Ueli Witzig erzählte vor dem Musikpavillon, weshalb auch die siegreichen Wettbewerbsprojekte in Schaffhausen keine Chance hatten. Einerseits regten sich die Liebhaberinnen und Liebhaber des Mosergartens, weshalb dieser tatsächlich faktisch unantastbar wurde. Sodann meldete sich die Denkmalpflege, welche historisch relevante und daher zu schützende Bausubstanz auf dem Strickmaschinenareal ausmachte. Schliesslich wurde kurz vor der Jahrhundertwende bei der Einmündung der Bachstrasse in die Uferstrasse ein Baukomplex mit integriertem Parkhaus realisiert.
Quelle: Manuel Pestalozzi
Bei der Einmündung der Bachstrasse in die Uferstrasse ist ein Neubaukomplex entstanden, den man als Fragment von «Scafhusia» betrachten könnte.
Ironischerweise nannte der Volksmund das kompakte Ensemble «Kolosseum», seine Ecke bei der spitzwinkligen Einmündung ist abgerundet, denn sie hat der Schleppkurve von 40-Tönnern zu entsprechen, wie Ueli Witzig anmerkte. An der letzten Station des Rundgangs vor der Rhybadi stellte Christian Wäckerlin Skizzen auf die ebenfalls mittransportierten Staffeleien. Er hatte die geschätzten Ausmasse des Wettbewerbsprojekts über aktuelle Fotos des Standorts gelegt. Die Skizzen zeigten, dass der Neubau von seiner Höhe her durchaus als Fragment von «Scafhusia» durchgehen kann.
Der östliche Teil des Strickmaschinenareals dient bis heute als Parkplatz. In der Besichtigungsgruppe war man sich einig, dass hier noch etwas geschehen sollte, auch wenn nichts Konkretes geplant ist. «Scafhusia» könnte hier durch seine bereits erwiesene Fragmentierbarkeit auch heute durchaus Anregungen bieten.

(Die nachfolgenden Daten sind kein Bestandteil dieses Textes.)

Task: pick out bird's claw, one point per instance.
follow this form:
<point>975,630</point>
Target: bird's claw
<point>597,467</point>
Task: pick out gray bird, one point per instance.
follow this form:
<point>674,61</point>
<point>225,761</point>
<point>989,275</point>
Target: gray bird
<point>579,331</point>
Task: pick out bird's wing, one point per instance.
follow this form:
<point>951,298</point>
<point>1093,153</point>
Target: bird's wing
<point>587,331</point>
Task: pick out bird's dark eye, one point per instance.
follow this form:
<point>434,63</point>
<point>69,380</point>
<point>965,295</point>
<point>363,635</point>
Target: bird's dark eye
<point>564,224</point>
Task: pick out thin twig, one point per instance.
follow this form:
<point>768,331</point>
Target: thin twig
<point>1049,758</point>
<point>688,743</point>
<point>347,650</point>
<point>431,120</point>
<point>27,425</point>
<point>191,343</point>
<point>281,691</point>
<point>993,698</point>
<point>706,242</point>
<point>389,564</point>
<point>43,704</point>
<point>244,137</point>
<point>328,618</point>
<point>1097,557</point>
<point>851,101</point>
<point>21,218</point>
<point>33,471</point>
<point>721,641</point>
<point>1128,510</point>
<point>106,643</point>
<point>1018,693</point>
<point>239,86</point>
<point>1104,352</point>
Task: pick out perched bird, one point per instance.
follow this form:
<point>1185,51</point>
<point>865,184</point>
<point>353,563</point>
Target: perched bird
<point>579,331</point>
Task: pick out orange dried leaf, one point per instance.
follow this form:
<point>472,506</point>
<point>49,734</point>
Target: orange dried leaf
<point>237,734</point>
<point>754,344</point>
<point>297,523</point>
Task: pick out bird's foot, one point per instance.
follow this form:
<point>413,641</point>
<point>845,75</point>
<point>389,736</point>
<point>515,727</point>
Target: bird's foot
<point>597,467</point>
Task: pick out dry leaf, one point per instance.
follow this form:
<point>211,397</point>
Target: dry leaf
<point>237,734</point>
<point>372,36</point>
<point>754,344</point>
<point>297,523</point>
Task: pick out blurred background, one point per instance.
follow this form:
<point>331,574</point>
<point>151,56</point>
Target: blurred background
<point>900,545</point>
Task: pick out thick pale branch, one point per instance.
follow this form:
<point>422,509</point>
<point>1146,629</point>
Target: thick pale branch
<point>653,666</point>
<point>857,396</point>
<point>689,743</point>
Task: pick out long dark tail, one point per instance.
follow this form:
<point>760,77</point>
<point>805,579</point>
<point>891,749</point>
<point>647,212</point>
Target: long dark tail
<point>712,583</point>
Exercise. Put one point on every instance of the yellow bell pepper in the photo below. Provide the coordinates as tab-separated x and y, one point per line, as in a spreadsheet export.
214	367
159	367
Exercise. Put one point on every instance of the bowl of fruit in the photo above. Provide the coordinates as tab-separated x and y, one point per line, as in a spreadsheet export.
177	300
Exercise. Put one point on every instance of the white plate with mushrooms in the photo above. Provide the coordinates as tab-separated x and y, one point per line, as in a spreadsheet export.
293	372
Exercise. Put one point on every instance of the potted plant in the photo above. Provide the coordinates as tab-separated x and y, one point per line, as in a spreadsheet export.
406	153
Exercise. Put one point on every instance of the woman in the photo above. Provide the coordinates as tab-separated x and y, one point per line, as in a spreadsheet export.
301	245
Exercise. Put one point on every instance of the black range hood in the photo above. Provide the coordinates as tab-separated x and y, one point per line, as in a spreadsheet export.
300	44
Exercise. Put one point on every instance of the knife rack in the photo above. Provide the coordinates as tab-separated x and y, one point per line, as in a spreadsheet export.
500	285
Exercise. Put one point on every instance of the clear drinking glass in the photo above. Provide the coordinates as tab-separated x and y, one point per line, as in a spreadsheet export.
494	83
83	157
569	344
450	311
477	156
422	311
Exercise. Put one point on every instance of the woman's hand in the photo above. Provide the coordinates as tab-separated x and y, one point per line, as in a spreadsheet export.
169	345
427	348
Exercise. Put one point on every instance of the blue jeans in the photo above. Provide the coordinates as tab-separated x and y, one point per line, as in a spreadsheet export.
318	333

So ist es gut, dass der 40 Jahre alte Vorschlag in Erinnerung bleibt. In diesem Zusammenhang erinnerte Pierre Néma in einem kleinen Referat an die Suggestionskraft von Bildern. Denn Bilder lassen träumen, beispielsweise von der Zukunft – «der Bann des Gegenwärtigen löst sich», wie Néma meinte.